• Home
  • Articles
  • [Q158-Q179] 100% Guaranteed Results PT0-002 Unlimited 310 Questions [2024]

[Q158-Q179] 100% Guaranteed Results PT0-002 Unlimited 310 Questions [2024]

Share

100% Guaranteed Results PT0-002 Unlimited 310 Questions [2024]

PT0-002 Dumps PDF - Want To Pass PT0-002 Fast

NEW QUESTION # 158
A penetration tester has established an on-path attack position and must now specially craft a DNS query response to be sent back to a target host. Which of the following utilities would BEST support this objective?

  • A. Scapy
  • B. tcpdump
  • C. dig
  • D. Socat

Answer: D


NEW QUESTION # 159
A penetration tester conducts an Nmap scan against a target and receives the following results:

Which of the following should the tester use to redirect the scanning tools using TCP port 1080 on the target?

  • A. Nessus
  • B. ProxyChains
  • C. OWASPZAP
  • D. Empire

Answer: B


NEW QUESTION # 160
A penetration tester who is conducting a vulnerability assessment discovers that ICMP is disabled on a network segment. Which of the following could be used for a denial-of-service attack on the network segment?

  • A. Ping of death
  • B. Smurf
  • C. Ping flood
  • D. Fraggle

Answer: D

Explanation:
Explanation
Fraggle attack is same as a Smurf attack but rather than ICMP, UDP protocol is used. The prevention of these attacks is almost identical to Fraggle attack.
Ref: https://www.okta.com/identity-101/fraggle-attack/


NEW QUESTION # 161
A penetration tester is scanning a corporate lab network for potentially vulnerable services. Which of the following Nmap commands will return vulnerable ports that might be interesting to a potential attacker?

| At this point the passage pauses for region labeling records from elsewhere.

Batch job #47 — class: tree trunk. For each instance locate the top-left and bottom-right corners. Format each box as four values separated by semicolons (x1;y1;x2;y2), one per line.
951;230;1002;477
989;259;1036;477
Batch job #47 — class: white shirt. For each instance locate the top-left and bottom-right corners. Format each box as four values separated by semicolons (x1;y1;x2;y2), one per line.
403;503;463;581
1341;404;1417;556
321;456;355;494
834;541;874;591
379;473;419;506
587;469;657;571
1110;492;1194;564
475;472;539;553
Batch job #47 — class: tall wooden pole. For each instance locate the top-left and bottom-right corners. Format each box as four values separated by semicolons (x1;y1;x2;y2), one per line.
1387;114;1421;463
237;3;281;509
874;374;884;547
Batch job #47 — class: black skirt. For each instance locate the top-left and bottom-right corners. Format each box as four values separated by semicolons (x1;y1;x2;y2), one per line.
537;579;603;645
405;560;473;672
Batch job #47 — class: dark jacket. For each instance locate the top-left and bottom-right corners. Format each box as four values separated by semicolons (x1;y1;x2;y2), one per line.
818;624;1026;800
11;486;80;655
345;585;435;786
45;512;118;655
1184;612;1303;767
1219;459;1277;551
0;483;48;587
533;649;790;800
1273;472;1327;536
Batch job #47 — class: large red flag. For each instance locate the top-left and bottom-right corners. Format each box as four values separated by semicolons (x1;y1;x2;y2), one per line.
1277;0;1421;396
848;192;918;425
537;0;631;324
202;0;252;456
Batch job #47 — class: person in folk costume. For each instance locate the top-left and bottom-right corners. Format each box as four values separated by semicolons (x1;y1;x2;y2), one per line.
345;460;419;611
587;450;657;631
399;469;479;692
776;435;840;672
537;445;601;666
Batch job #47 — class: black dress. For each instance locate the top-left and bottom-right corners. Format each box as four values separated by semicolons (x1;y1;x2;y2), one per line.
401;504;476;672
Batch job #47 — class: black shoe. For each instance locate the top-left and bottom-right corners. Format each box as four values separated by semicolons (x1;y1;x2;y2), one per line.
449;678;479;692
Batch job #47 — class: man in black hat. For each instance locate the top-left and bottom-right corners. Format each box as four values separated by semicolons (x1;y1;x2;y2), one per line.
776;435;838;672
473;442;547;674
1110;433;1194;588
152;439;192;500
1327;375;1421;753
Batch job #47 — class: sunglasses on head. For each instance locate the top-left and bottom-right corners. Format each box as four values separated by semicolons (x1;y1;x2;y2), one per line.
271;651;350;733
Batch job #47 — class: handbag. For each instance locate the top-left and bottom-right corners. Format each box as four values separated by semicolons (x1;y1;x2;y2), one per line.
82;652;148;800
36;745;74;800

  • A. nmap192.168.1.1-5-PS22-25,80
  • B. nmap192.168.1.1-5-PU22-25,80
  • C. nmap192.168.1.1-5-Ss22-25,80
  • D. nmap192.168.1.1-5-PA22-25,80

Answer: A

Explanation:
Explanation
PS/PA/PU/PY are host discovery flags which use TCP SYN/ACK, UDP or SCTP discovery respectively. And since the ports in the options are mostly used by TCP protocols, then it's either the PS or PA flag. But since we need to know if the ports are live, sending SYN packet is a better alternative. Hence, I choose PS in this case.
The nmap -PS22-25,80 192.168.1.1-5 command will return vulnerable ports that might be interesting to a potential attacker, as it will perform a TCP SYN scan on ports 22, 23, 24, 25, and 80 of the target hosts. A TCP SYN scan is a stealthy technique that sends a SYN packet to each port and waits for a response. If the response is a SYN/ACK packet, it means the port is open and listening for connections. If the response is a RST packet, it means the port is closed and not accepting connections. If there is no response, it means the port is filtered by a firewall or IDS1.


NEW QUESTION # 162
A security professional wants to test an IoT device by sending an invalid packet to a proprietary service listening on TCP port 3011. Which of the following would allow the security professional to easily and programmatically manipulate the TCP header length and checksum using arbitrary numbers and to observe how the proprietary service responds?

  • A. Nmap
  • B. tcpdump
  • C. hping3
  • D. Scapy

Answer: D

Explanation:
Explanation
https://0xbharath.github.io/art-of-packet-crafting-with-scapy/scapy/creating_packets/index.html
https://scapy.readthedocs.io/en/latest/introduction.html#about-scapy
Scapy is a powerful and interactive packet manipulation tool that allows the security professional to easily and programmatically manipulate the TCP header length and checksum using arbitrary numbers and to observe how the proprietary service responds. Scapy can craft, send, receive, and analyze packets of various protocols, such as TCP, UDP, ICMP, or IP. Scapy can also modify any field of any layer of a packet, such as the TCP header length and checksum, which are used to indicate the size and integrity of the TCP segment. Scapy can also display the response packets from the target system, which can reveal how the proprietary service handles the invalid packet.


NEW QUESTION # 163
A penetration tester wrote the following script to be used in one engagement:

Which of the following actions will this script perform?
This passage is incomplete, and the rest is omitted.